# Poodle coverage in the WSJ



## JE-UK (Mar 10, 2010)

Gotta love it ....

One Poodle?s Westminster Journey, With Entourage - Photo Journal - WSJ

Can someone who shows answer a question? I see lots of comments about pigment, but this bitch looks like she's quite lightly pigmented ... how important is it? In relation to everything else?


----------



## Feralpudel (Jun 28, 2010)

JE-UK said:


> Gotta love it ....
> 
> One Poodle?s Westminster Journey, With Entourage - Photo Journal - WSJ
> 
> Can someone who shows answer a question? I see lots of comments about pigment, but this bitch looks like she's quite lightly pigmented ... how important is it? In relation to everything else?


You'll note that her nose is darker in the show photos than in the pre-show pics.


----------



## fjm (Jun 4, 2010)

Feralpudel said:


> You'll note that her nose is darker in the show photos than in the pre-show pics.


Mmmmmm ... wonder if MacD cheeseburger would have the same magic overnight darkening effect on Poppy's nose ....


----------



## JE-UK (Mar 10, 2010)

Feralpudel said:


> You'll note that her nose is darker in the show photos than in the pre-show pics.

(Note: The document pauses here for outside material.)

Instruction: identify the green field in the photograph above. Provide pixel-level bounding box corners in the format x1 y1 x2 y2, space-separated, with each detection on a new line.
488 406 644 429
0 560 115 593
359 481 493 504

Mmmmm, I was carefully not commenting on that :smile:.


----------



## Fluffyspoos (Aug 11, 2009)

The nose was the first thing I noticed, even before reading the comments.  No need to not comment on it, everyone's going to notice.

And eeww... mcdonalds food to dogs? Why not just give her kibbles and bits? Lol I am SO not a mcdonalds fan


----------



## NOLA Standards (Apr 11, 2010)

Mmmmm could be the flash?? :deadhorse:

That's Kadie Bonds who puts Inge together and the reknowned Betty Brown who shows her.

Kadie showed Annie for her first major and will finish her (hopefully) this next weekend - she needs another major. The little ficklehearted witch (Antoinette) absolutely adores her.

And AOM aint bad at Westminster!


----------



## wishpoo (Sep 12, 2009)

OK - even my daughter was like :" eeeemmm, why is her nose brown "??? :angry: LMAO

Yes, she has bad pigmentation and her nose was colored for show - obviously.

BTW, when I see articles like this I clearly see why so many people have aversion to poodles and see them as "weird" dogs owned by eccentrics  - com'oooonnn ... *ugh, airplanes and burgers and carrying it to the elevator :confused2: *"Best in Show" move to a T*


----------



## NOLA Standards (Apr 11, 2010)

I would have allowed it. Knowing full well that it would probably come across too glam for most.

Then again Westminster - and even dog showing in general - is too over the top for many. Consider all the criticism we get for the show coat. 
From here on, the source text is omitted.